(Published in the Truman Doctrine blog, July 11, 2012)
The Moscow round in the talks with Iran over its nuclear program, in which the world powers are ultimately trying to prevent Iran from developing nuclear weapons, collapsed last month. The next round of talks are scheduled to begin soon. This has renewed claims that further talk is futile and harsher measures are required, and counter-arguments that diplomacy is failing precisely because the U.S. refuses to make reasonable and necessary concessions in the negotiations.

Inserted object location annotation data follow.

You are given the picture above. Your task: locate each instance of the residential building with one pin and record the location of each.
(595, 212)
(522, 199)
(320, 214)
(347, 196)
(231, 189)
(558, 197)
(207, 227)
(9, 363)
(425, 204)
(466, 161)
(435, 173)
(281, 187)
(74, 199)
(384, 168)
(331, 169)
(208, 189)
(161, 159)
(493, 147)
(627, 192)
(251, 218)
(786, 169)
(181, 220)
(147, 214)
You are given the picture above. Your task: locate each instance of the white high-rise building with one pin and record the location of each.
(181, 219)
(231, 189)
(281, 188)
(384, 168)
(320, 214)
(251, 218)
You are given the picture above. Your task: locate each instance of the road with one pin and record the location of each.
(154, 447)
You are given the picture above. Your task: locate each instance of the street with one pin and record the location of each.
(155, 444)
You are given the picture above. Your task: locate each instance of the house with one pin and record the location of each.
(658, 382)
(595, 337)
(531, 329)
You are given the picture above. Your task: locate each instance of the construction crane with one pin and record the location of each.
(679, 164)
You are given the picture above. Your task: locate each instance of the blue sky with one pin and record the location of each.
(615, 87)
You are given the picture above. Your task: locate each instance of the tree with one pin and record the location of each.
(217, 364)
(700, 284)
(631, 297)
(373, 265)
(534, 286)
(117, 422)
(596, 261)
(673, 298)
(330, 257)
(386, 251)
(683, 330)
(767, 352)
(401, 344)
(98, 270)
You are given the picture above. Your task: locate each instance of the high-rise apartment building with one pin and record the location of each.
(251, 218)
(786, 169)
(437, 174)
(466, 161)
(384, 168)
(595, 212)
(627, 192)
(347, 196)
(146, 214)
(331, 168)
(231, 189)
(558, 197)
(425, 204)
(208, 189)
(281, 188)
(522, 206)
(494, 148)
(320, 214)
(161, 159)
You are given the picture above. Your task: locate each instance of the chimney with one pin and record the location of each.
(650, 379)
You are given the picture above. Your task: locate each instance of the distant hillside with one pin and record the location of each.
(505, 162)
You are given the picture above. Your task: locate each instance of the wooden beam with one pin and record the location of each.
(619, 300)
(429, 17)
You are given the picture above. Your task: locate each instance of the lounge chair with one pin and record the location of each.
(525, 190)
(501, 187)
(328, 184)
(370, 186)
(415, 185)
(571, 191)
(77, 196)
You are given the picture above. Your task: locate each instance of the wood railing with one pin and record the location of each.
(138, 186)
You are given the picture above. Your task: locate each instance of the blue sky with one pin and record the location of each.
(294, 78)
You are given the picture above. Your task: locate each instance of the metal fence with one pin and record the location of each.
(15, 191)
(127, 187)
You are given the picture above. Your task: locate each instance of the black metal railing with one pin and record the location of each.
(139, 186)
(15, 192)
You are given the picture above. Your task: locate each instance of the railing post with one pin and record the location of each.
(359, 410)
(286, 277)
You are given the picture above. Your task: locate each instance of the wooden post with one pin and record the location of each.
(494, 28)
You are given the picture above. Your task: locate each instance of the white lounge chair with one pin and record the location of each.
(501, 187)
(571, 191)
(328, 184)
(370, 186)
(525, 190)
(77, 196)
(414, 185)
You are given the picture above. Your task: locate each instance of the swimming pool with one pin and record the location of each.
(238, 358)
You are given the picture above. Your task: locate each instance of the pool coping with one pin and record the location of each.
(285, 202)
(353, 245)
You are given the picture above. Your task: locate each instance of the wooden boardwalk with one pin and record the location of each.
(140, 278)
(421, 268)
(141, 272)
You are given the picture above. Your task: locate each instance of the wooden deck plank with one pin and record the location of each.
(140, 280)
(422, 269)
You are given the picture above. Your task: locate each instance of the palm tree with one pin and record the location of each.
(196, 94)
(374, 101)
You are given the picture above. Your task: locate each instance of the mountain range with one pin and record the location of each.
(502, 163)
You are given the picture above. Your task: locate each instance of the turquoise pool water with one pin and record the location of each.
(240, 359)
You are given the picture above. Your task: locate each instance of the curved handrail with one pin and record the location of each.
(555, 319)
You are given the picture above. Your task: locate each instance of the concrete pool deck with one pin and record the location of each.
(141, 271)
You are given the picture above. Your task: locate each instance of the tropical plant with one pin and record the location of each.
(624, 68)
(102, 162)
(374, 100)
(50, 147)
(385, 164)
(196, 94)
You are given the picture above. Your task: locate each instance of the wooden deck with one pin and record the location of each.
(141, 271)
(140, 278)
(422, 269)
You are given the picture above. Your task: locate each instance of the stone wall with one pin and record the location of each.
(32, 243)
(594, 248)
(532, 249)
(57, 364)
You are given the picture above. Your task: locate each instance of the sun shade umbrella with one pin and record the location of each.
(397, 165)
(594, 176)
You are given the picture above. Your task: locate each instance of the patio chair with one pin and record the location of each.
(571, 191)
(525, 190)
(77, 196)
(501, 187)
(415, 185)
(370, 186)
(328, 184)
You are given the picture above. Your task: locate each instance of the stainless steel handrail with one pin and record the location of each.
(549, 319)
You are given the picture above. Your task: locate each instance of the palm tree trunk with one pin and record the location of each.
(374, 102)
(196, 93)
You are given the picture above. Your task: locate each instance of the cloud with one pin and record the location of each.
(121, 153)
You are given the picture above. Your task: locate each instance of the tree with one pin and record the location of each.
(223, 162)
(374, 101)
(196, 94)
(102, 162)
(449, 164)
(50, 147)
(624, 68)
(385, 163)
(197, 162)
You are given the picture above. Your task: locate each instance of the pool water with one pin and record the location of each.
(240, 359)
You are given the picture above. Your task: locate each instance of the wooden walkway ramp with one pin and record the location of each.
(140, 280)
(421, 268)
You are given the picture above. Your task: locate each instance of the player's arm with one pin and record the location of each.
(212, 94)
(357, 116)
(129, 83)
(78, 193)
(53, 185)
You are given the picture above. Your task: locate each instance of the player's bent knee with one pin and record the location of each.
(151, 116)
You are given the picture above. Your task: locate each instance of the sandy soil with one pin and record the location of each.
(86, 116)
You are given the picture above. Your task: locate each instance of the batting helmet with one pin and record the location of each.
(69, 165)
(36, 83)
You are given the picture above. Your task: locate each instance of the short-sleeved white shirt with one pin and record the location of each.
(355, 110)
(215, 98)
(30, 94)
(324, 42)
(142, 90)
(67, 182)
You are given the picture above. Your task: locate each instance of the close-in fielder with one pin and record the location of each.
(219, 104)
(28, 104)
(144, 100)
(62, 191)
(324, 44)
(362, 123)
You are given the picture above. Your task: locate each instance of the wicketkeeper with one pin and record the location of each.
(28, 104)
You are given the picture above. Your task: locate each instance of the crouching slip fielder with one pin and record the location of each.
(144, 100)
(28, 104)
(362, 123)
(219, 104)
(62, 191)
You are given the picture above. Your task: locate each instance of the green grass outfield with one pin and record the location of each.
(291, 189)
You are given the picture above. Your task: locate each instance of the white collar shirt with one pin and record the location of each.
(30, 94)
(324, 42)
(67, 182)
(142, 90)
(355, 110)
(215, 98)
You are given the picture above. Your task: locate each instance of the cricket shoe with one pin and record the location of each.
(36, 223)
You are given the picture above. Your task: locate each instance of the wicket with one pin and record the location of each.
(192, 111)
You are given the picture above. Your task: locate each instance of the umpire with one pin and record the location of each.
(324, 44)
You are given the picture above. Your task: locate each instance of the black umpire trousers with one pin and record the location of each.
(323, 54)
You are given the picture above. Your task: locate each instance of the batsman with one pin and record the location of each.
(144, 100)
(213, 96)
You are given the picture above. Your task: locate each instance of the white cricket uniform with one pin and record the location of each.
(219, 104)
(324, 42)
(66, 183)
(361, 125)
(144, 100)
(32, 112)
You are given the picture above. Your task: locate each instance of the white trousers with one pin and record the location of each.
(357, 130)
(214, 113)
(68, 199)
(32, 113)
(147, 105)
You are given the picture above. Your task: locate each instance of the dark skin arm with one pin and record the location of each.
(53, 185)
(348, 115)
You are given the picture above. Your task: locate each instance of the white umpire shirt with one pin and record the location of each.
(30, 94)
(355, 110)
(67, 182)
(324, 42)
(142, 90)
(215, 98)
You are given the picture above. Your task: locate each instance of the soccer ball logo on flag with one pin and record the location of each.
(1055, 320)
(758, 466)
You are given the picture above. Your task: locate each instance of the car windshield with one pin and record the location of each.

One of the central issues in this debate is whether the U.S. should “permit” Iran to enrich uranium for non-military purposes. Israel and its supporters in Congress have pressed for a categorical “red-line” in the negotiations, according to which Iran should be prohibited permanently from any enrichment whatsoever. Others have responded with powerful policy and strategic reasonswhy, on the contrary, a “concession” to acknowledge Iran’s right to develop a peaceful nuclear program, is necessary for there to be any meaningful chance of success in the negotiations. Past U.S. policy has, of course, been that Iran has the right to peaceful nuclear energy development, and the proposed red-line would be a departure from past policy.
The claims against Iran are, of course, framed largely in legal terms — and there should, therefore, be a careful consideration of the legal principles that relate to this central issue of Iranian enrichment. And an analysis of the law suggests that a U.S. failure to acknowledge Iran’s right to peaceful enrichment would not only be unprincipled and perhaps unwise, but it would be fundamentally inconsistent with the governing legal regime – the legal regime that is the foundation for our objection to Iran’s program to in the first place.